Durante esse período tumultuado, ela teve dificuldades em conciliar suas responsabilidades profissionais com os desafios pessoais que surgiram devido à doença e morte de seu marido e sua própria condição de saúde, além de cuidar de seus dois filhos, um de um ano e meio e uma adolescente de 13 anos. Essa situação refletiu negativamente em seu desempenho como telefonista na empresa, resultando em lapsos e esquecimentos em suas tarefas diárias. “Minha chefe me chamou e perguntou o que estava acontecendo. Como nós éramos muito amigas, eu contei pra ela o que eu estava vivendo. Ela tinha um primo que morreu de aids. Além disso, ela conhecia muito bem o nosso diretor, que havia acabado de chegar da África do Sul, uma pessoa muito sensível, muito humana, e disse que iria contar para ele para que ambos pudessem me ajudar. Inicialmente eu falei que achava melhor não, mas ela contou e ele realmente me ajudou”.

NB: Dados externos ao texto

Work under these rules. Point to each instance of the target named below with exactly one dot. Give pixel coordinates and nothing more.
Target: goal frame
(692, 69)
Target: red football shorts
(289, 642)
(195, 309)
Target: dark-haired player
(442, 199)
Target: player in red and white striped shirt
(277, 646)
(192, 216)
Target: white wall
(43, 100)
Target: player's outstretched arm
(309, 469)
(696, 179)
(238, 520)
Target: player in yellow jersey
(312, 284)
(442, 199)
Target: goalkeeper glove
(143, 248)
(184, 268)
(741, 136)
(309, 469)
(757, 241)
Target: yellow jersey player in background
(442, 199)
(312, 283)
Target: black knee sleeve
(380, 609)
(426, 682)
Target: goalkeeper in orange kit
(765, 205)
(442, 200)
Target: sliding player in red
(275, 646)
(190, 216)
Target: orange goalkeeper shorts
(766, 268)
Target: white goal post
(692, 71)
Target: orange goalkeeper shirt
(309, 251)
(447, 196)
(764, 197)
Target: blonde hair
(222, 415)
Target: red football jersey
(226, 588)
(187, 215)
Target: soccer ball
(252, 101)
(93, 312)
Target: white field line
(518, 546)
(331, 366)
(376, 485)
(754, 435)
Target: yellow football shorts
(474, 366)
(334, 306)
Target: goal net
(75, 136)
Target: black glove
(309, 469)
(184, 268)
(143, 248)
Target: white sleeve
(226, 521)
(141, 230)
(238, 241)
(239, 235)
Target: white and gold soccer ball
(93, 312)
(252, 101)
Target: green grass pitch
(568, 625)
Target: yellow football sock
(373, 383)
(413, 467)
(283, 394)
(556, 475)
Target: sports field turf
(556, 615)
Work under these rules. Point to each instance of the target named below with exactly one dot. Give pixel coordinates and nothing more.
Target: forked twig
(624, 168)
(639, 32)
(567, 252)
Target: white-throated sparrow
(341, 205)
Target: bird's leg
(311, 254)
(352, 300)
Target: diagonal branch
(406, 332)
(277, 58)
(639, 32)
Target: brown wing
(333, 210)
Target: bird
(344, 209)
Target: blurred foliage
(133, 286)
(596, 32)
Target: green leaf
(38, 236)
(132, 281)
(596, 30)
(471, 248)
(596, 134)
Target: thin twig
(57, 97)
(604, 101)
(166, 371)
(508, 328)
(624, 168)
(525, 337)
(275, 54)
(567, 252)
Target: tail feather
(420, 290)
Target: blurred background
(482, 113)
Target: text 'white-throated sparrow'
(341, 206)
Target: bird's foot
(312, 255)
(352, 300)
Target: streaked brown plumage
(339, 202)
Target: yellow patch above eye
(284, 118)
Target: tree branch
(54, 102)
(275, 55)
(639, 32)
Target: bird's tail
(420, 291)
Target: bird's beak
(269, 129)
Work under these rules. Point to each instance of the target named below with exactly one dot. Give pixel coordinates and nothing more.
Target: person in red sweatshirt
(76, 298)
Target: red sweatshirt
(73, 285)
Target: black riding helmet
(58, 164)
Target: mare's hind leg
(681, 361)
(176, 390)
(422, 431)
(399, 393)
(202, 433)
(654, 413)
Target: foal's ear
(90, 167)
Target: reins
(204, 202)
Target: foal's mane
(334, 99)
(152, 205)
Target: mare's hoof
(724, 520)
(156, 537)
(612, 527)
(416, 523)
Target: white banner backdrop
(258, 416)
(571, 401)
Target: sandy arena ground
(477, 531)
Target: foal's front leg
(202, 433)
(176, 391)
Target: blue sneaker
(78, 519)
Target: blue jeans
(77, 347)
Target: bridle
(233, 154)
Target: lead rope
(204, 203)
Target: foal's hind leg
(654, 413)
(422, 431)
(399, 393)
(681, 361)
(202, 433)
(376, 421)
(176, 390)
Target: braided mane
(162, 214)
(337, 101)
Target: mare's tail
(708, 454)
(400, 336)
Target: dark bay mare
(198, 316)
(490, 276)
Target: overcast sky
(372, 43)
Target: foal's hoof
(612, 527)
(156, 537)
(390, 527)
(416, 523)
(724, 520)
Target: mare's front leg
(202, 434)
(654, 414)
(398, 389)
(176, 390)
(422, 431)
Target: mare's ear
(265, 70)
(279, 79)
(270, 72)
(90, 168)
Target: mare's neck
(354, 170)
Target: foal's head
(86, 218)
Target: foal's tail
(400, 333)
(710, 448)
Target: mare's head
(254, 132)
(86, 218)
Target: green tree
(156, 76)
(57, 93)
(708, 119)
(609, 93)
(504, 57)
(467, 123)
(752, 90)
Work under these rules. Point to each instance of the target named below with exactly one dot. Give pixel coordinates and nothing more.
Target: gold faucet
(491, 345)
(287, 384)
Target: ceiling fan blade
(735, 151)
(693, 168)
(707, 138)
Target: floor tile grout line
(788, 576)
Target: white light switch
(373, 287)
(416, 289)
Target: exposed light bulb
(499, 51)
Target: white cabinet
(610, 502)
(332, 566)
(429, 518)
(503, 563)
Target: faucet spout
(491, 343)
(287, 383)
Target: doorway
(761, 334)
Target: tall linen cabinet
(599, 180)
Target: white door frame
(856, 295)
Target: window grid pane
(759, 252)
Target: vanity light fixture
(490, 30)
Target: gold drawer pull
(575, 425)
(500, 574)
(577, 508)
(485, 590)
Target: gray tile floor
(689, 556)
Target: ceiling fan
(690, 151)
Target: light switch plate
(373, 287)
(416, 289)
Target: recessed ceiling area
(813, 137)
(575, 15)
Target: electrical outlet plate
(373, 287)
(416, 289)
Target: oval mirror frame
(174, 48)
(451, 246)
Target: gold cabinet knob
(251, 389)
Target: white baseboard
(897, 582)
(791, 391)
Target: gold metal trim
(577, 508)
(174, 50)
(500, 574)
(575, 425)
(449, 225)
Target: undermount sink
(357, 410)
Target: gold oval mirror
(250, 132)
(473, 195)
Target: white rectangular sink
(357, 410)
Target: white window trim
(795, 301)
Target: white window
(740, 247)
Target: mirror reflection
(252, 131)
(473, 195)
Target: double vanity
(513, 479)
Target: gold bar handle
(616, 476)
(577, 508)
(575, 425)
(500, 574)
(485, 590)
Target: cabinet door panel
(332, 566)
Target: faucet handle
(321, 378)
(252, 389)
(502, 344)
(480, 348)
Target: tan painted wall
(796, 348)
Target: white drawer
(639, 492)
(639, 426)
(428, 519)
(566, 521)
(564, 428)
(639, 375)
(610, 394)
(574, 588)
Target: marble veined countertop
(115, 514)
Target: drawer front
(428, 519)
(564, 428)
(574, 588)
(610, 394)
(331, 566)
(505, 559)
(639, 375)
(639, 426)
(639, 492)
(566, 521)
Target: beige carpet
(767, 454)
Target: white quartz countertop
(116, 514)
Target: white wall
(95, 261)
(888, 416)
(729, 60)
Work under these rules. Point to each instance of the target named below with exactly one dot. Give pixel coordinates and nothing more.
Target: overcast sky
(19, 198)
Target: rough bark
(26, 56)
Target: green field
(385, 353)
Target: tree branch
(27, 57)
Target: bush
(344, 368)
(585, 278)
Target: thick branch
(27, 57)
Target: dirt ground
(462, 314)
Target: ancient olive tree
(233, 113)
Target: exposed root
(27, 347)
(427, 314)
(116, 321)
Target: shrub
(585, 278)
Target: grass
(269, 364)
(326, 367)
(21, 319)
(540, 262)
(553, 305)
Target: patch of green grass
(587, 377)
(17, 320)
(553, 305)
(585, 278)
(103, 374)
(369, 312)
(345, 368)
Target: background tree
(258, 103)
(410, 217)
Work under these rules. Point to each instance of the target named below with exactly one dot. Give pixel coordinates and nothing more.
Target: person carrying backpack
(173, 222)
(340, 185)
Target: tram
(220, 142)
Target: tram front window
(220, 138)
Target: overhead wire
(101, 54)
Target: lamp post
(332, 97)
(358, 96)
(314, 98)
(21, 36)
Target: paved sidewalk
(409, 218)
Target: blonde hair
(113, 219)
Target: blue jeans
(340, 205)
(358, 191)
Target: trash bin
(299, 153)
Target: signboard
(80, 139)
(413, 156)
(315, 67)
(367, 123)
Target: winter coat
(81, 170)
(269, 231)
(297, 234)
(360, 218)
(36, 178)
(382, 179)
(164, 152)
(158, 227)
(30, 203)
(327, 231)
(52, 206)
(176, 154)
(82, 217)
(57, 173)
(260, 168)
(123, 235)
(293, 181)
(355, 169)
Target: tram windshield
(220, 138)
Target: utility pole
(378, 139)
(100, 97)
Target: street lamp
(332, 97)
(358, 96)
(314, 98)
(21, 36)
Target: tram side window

A empresa manteve o sigilo do diagnóstico de Silvia e comprava e importava medicação que ainda não tinha no Brasil para que ela fizesse o tratamento. Suas lideranças inclusive permitiam que ela participasse de encontros, reuniões e até viagens que tratassem do tema HIV/aids. Nesse processo de aprendizagem, Silvia despertou para a necessidade de se falar sobre o assunto de maneira responsável e aberta, desmistificando crenças estigmatizantes e proliferando informações corretas. “A empresa era imensa, tinha mais de 4 mil empregados e, quando eu me senti segura, falei para esse diretor que eu queria começar a dar palestras na empresa. E ele me perguntou: ‘você tem certeza que quer ter essa visibilidade, você quer se expor?’ E eu falei que sim, que eu queria porque as pessoas tinham informações muito erradas sobre tudo. Hoje ainda existe preconceito, naquela época o preconceito era maior ainda e eu era uma mulher com 30 anos, casada com o primeiro namorado, cujo marido morreu de AIDS, eu tinha o vírus do HIV, era um caso completamente diferente de tudo aquilo que a gente estigmatizava”, lembra Silvia sobre uma época em que se acreditava que somente homens que fizessem sexo com homens, usuários de drogas injetáveis e profissionais do sexo se infectavam pelo vírus.

Silvia acredita que as pessoas aprendem muito mais com quem tem HIV do que com uma propaganda de televisão. “Nós somos um canal de informação muito importante e quando a gente se esconde, quando a gente não se expõe de uma certa maneira, a gente perde a oportunidade de informar outras pessoas que estão ao nosso redor, tanto para que não haja tanta discriminação, quanto para que as pessoas também se vejam como vulneráveis, o que geralmente não acontece”.